Ever come across the terms internal and external linkage? Ever wanted to know
what the extern
keyword is for and what declaring something static
does in
the global scope? Then this post is for you.
TL;DR
A translation unit refers to an implementation (.c/.cpp
) file and all header
(.h/.hpp
) files it includes. If an object or function inside such a
translation unit has internal linkage, then that specific symbol is only
visible to the linker within that translation unit. If an object or function has
external linkage, the linker can also see it when processing other translation
units. The static
keyword, when used in the global namespace, forces a symbol
to have internal linkage. The extern
keyword results in a symbol having
external linkage.
The compiler defaults the linkage of symbols such that:
- Non-const global variables have external linkage by default
- Const global variables have internal linkage by default
- Functions have external linkage by default
Table of Contents
Basics
Lets first cover two rudimentary concepts that we’ll need to properly discuss linkage:
- The difference between a declaration and a definition
- Translation Units
Also, just a quick word on naming: we’ll use the term symbol to refer to any kind of “code entity” that a linker works with, i.e. variables and functions (and also classes/structs, but we won’t talk much about those).

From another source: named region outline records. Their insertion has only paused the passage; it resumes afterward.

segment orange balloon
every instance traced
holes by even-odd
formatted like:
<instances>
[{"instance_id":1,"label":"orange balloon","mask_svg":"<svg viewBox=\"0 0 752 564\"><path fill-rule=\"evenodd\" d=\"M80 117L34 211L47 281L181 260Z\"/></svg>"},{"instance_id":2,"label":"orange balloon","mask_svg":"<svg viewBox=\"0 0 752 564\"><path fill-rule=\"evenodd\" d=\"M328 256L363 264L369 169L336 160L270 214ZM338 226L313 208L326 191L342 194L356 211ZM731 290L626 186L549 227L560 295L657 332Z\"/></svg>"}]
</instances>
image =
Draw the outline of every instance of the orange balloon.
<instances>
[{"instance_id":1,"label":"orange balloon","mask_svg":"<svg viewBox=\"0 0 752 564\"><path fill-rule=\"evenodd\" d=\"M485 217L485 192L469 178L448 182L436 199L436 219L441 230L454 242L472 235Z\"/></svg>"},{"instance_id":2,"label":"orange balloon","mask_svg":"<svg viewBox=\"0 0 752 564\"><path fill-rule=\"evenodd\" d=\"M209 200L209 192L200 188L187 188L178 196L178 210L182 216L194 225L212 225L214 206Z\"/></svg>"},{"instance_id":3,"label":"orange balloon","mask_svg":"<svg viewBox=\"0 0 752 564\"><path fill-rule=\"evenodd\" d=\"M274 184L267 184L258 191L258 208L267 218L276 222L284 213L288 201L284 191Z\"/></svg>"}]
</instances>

Declaration vs. Definition
Lets quickly discuss the difference between declaring a symbol and defining a symbol: A declaration tells the compiler about the existence of a certain symbol and makes it possible to refer to that symbol everywhere where the explicit memory address or required storage of that symbol is not required. A definition tells the compiler what the body of a function contains or how much memory it must allocate for a variable.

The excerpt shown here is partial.